У Элизабет накопилась тысяча вопросов — но она не задала ни одного. Она упивалась неизвестностью и не хотела разрушить тайну прозаическим объяснением. Самым вероятным, конечно же, было то, что Гельвард — один из сотрудников какого-то более отдаленного лагеря и что со скуки он затеял разыграть с ней замысловатую и не слишком остроумную шутку. Но даже если это так, она не осуждала шутника: его присутствие само по себе служило ей наградой, она слишком долго сдерживалась, чтобы не радоваться пробуждению от повседневной дремоты независимо от руководившим Гельвардом мотивов.
Единственной заведомо интересной для него темой разговора были рисунки, и Элизабет попросила показать их снова. Они поговорили о рисовании, он охотно комментировал то, что показывал, а она не преминула заметить, что рисунки, все без исключения, выполнены на обороте старинной компьютерной ленты. И вдруг он выпалил:
— А я чуть было не решил, что вы тоже из мартышек.
И опять в его речи явственно проступил тот же странный акцент.
— Из кого, из кого?
— Из мартышек. Так мы называем туземцев, которые здесь живут. Но они не говорят по-английски.

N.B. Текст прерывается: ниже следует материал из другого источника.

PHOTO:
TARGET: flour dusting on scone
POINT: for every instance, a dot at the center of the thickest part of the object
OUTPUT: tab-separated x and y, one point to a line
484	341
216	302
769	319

— Ну, положим, кое-кто говорит, хоть и не слишком грамотно. Те, кого мы научили.
— Мы? Кто это «мы»?
— Я работаю не одна.
— Разве вы не городская? — спросил он и неожиданно отвернулся.

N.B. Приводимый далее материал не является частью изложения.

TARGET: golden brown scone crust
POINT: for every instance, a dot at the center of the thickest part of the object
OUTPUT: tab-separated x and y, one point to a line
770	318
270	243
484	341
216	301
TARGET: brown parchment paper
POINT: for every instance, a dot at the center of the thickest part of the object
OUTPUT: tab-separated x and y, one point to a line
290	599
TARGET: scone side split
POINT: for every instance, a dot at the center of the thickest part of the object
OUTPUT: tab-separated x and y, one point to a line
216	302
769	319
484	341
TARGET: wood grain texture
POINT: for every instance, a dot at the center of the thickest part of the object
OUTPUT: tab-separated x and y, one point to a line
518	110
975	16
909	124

Элизабет ощутила смутную тревогу: накануне он точно так же отворачивался и беспокоился, прежде чем внезапно встать и уехать. Ей вовсе не хотелось, чтобы он уезжал, — только не сейчас, еще не время…
— Вы же знаете, что нет.
— Знаю, что вы не из нашего Города. Но кто вы?
— Я же говорила вам, как меня зовут.
— Но откуда вы взялись здесь?
— Из Англии. Приехала два месяца назад.
— Из Англии? Но ведь Англия на Земле?
Он смотрел на Элизабет во все глаза, совершенно забыв про рисунки. Она рассмеялась нервным смехом — он опять вел себя как-то странно.
— До сих пор была на Земле, — ответила она, пытаясь обратить дело в шутку. — По крайней мере, пока я оттуда не уехала.
— Мой бог! Значит…
— Что — значит?
Он резко встал и опять отвернулся. Шагнул прочь, потом передумал и уставился на нее сверху вниз.